Here, you can see that the trip planner has found a route that has 36 bus stops instead of 45, but in the process increases the length of the route from 16.5km to 82.1km! Obviously this is not a route that you would want to do in real life, but it is an interesting demonstration that depending on what you tell the trip planner to focus on, you could get very different results. If you tell it that the number of bus stops is the most important thing, much more than anything else (cost_per_stop = 9999) then we can't be surprised if it finds a route optimizing for the number of stops, sacrificing the distance-traveled in the process!

Other Trips

To properly evaluate the trip-planner, let's throw it a few more trips to plan, that we already know the answer to, to see how it fares!
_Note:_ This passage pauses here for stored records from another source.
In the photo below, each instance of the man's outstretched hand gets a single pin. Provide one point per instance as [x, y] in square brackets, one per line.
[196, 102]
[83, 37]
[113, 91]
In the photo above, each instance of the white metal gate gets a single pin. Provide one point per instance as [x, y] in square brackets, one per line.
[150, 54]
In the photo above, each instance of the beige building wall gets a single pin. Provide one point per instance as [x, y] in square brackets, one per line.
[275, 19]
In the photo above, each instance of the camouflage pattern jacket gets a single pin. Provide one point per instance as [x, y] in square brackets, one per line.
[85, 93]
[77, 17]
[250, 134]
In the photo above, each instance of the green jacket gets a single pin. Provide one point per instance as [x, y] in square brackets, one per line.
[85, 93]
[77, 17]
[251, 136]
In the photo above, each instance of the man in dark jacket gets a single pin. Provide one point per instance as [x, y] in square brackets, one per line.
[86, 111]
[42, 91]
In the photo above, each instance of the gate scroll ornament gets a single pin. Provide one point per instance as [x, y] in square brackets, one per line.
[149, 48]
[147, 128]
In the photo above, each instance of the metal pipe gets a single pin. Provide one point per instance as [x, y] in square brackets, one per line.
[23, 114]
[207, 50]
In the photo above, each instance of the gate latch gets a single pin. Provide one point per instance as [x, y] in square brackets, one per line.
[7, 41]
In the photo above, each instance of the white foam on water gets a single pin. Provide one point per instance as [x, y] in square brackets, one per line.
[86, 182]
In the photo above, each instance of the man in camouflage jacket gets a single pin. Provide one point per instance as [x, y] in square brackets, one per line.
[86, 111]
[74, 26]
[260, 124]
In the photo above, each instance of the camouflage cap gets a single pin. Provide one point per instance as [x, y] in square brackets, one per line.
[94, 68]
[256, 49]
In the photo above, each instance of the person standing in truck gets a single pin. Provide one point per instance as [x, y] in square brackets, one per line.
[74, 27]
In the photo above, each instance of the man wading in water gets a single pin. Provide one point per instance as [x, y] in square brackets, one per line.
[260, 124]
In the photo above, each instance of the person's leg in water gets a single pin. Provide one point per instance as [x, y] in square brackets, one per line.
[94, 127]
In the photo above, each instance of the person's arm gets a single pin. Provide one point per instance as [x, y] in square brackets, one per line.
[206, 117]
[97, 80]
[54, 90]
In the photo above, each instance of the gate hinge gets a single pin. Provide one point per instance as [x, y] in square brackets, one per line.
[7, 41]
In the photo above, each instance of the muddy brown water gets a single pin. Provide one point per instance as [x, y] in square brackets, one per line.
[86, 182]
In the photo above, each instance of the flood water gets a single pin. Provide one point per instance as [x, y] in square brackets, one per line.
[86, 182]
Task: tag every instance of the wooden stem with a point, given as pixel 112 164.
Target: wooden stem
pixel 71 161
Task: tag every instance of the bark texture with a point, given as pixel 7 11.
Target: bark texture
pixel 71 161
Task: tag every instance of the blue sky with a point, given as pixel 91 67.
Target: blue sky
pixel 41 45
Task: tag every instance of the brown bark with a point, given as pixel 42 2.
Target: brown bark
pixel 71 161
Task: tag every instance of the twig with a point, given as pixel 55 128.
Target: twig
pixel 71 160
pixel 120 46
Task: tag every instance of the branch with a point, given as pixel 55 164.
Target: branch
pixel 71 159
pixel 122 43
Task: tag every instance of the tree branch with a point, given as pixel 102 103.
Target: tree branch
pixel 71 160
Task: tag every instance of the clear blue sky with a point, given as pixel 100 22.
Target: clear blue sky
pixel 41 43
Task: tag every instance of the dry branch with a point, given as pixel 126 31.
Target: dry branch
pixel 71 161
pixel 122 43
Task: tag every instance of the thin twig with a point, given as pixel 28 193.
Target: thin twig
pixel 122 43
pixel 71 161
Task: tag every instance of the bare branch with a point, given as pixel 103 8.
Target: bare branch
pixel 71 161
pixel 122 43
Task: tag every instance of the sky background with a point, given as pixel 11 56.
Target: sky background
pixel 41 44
For example, can it find the short direct bus from Grange Residences to Redhill Stn?

haoyi-mbp:test haoyi$ python trip.py "Grange Residences" "Redhill Stn" 1500 0.5 5
loading JSON
Initializing  tables
Initializing Graph
Running BFS
None Grange Residences
(u'132', 1) Opp British High Comm
(u'132', 1) Bef Rochalie Dr
(u'132', 1) Bef Chatsworth Rd
(u'132', 1) Crescent Girls` Sch
(u'132', 1) Redhill Stn
6 stops
cost 9.8
distance 2.3 km
transfers 1

How about the long direct bus between Ghim Moh Terminal and The Esplanade?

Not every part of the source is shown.